神の使途
「昨夜もエリザベスお嬢様はクリスティーナをお城の男たちへの貢ぎ物にしようと連れてきて、クリスティーナを・・・襲い・・・始めた・・・時だった。」
ゾンビのセバスチャンの様子が少し変だ。
「悪魔が・・・現れて・・・エリザベスお嬢様を・・・お城にいる人間を全て、皆殺しにした。」
「どうして悪魔が現れたんだ!?」
「それは・・・クリスティーナが・・・魔王の娘・・・だからだ・・・グワア!?」
セバスチャンは体を維持することができず崩れ去る。
「魔王の娘? おい!? 勝手に死ぬな! それでもゾンビか!?」
ブラピはクリスティーナが魔王の娘と聞いて衝撃を受ける。
「あの明るいクリスがいじめられてたなんて!?」
「ブラピ、最低。あなた男のくせに何をやっていたの?」
「すいません。」
10才くらいの子供のジョニーとエマに怒られるブラピ。
「クリスが魔王の娘ってどういう意味だろう?」
「分かった! きっとクリスは悪魔に脅されて、私たちを守るために魔界に行っちゃったのよ。」
「グッド! 分かったぞ! クリスの言葉の意味が! クリスは俺に言った。ハリウッド1の剣士になって、私を迎えに来てと! クリスは俺に助けられるのを待っている! そうだ! そうに違いない!」
ブラピはクリスが自分の元から去って行った理由を知った。
「クリスを助けに行くぞ!」
「おお!」
「シスターや子供たちも助けてよね。」
ブラピたちは一致団結する。
「そう、うまくいきますかね。」
「お、おまえは!? エリザベス!?」
その時、ゾンビ化したエリザベス姫が現れる。
「よくも! クリスティーナに酷いことをしてくれたな! 許さないぞ!」
「この者は既に死んでいる。悪魔に体を吹き飛ばされてね。」
「何を言っている!? エリザベス! おまえがクリスを脅していたことを俺は知っているぞ! 絶対に許さないからな!」
ブラピは愛するクリスティーナをいじめらたエリザベス姫を許すことはできなかった。
「この貴族の娘は既に死んでいます。そうですね。このゾンビの姿がいけないのですね。えい!」
ゾンビ化したエリザベスの肉片が吹き飛び、中からきれいな姿のエリザベスが輝きを放ちながら姿を現す。

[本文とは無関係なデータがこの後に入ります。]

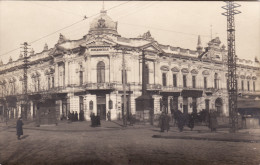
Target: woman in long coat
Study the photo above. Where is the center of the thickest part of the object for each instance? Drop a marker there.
(19, 128)
(213, 122)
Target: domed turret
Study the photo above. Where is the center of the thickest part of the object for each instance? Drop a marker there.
(103, 24)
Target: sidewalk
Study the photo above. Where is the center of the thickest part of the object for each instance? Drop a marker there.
(198, 133)
(203, 133)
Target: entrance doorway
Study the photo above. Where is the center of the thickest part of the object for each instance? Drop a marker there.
(101, 107)
(219, 106)
(194, 105)
(185, 105)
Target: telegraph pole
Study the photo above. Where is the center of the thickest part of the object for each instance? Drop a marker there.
(232, 82)
(25, 80)
(124, 88)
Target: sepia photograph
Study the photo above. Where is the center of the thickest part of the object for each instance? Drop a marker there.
(129, 83)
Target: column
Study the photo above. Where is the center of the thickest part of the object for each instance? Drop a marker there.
(56, 75)
(180, 103)
(66, 68)
(190, 105)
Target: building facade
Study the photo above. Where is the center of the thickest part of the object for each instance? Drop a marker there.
(86, 75)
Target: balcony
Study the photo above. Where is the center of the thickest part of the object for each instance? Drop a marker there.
(153, 87)
(100, 86)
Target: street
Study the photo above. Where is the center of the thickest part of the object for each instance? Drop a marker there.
(78, 143)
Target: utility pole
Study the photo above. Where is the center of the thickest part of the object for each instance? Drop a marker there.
(25, 80)
(124, 109)
(232, 82)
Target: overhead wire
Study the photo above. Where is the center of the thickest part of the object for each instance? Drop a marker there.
(85, 18)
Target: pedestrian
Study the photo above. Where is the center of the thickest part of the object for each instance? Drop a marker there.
(180, 120)
(162, 122)
(191, 118)
(81, 115)
(109, 115)
(73, 116)
(76, 116)
(213, 123)
(19, 128)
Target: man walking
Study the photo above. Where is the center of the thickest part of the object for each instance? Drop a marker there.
(19, 128)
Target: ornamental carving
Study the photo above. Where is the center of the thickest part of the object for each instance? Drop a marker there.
(185, 70)
(205, 72)
(194, 71)
(175, 69)
(165, 68)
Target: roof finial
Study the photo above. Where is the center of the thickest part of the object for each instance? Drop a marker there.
(103, 8)
(210, 31)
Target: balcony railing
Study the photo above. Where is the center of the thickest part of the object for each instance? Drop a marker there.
(103, 86)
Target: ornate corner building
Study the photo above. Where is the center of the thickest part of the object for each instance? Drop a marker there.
(86, 75)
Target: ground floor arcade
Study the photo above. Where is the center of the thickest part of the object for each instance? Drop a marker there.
(54, 107)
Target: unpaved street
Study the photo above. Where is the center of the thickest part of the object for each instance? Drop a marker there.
(80, 144)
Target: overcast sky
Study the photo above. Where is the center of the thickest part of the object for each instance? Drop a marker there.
(171, 23)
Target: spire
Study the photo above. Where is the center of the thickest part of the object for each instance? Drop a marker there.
(10, 59)
(103, 8)
(32, 52)
(20, 56)
(199, 41)
(45, 47)
(199, 45)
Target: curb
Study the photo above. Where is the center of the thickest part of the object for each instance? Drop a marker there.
(206, 138)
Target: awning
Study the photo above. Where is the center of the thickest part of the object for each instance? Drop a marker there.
(191, 93)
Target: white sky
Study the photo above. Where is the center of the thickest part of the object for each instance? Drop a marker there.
(172, 23)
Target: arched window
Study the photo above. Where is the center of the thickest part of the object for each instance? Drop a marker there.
(90, 105)
(146, 74)
(100, 72)
(110, 103)
(216, 80)
(184, 78)
(80, 75)
(125, 76)
(164, 79)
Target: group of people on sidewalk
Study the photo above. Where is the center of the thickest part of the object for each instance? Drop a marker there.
(75, 116)
(181, 119)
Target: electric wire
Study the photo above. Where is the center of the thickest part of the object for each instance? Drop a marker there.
(85, 18)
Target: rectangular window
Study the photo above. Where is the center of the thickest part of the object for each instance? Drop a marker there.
(205, 82)
(38, 81)
(184, 81)
(164, 79)
(49, 82)
(52, 79)
(193, 81)
(174, 80)
(80, 77)
(125, 76)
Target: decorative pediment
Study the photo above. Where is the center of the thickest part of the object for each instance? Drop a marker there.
(194, 71)
(98, 42)
(152, 46)
(185, 70)
(175, 69)
(165, 68)
(242, 77)
(205, 72)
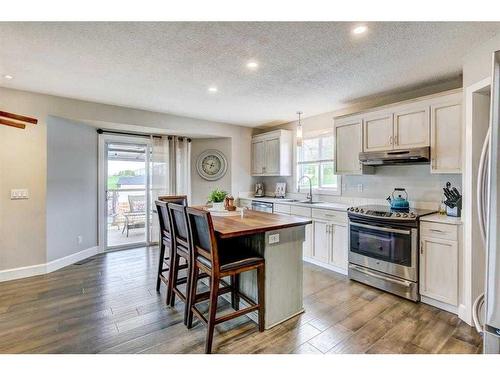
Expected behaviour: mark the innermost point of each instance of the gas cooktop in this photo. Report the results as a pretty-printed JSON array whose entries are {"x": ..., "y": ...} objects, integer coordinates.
[{"x": 384, "y": 212}]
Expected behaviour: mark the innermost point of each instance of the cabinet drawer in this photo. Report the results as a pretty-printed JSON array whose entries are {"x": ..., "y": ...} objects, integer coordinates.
[
  {"x": 330, "y": 215},
  {"x": 300, "y": 211},
  {"x": 281, "y": 208},
  {"x": 438, "y": 230}
]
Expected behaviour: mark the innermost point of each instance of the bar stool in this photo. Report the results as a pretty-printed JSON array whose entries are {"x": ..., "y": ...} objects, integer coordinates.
[
  {"x": 181, "y": 249},
  {"x": 231, "y": 262},
  {"x": 165, "y": 240}
]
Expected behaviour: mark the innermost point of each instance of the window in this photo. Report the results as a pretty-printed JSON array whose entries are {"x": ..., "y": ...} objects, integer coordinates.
[{"x": 315, "y": 159}]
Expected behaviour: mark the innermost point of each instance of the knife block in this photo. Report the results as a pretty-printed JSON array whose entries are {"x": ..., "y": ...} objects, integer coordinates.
[{"x": 454, "y": 212}]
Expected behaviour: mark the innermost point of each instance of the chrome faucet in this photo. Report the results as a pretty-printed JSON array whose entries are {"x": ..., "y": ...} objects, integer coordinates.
[{"x": 309, "y": 195}]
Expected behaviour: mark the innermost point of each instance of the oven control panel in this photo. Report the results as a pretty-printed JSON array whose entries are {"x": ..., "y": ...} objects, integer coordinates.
[{"x": 403, "y": 215}]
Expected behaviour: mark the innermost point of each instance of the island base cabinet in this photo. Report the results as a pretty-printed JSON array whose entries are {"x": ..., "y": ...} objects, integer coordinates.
[
  {"x": 283, "y": 274},
  {"x": 330, "y": 245},
  {"x": 439, "y": 270}
]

「この人間の体は良くシンクロしますね。貴族だから何でも許されるという思考が、神だから正しい、神の使途だから何をしても許されるという思考が共鳴しているのでしょう。」
「おまえ!? エリザベスじゃないな!?」
「いいえ。私はエリザベスですよ。神の使途、天使エリザベスです。」
つづく。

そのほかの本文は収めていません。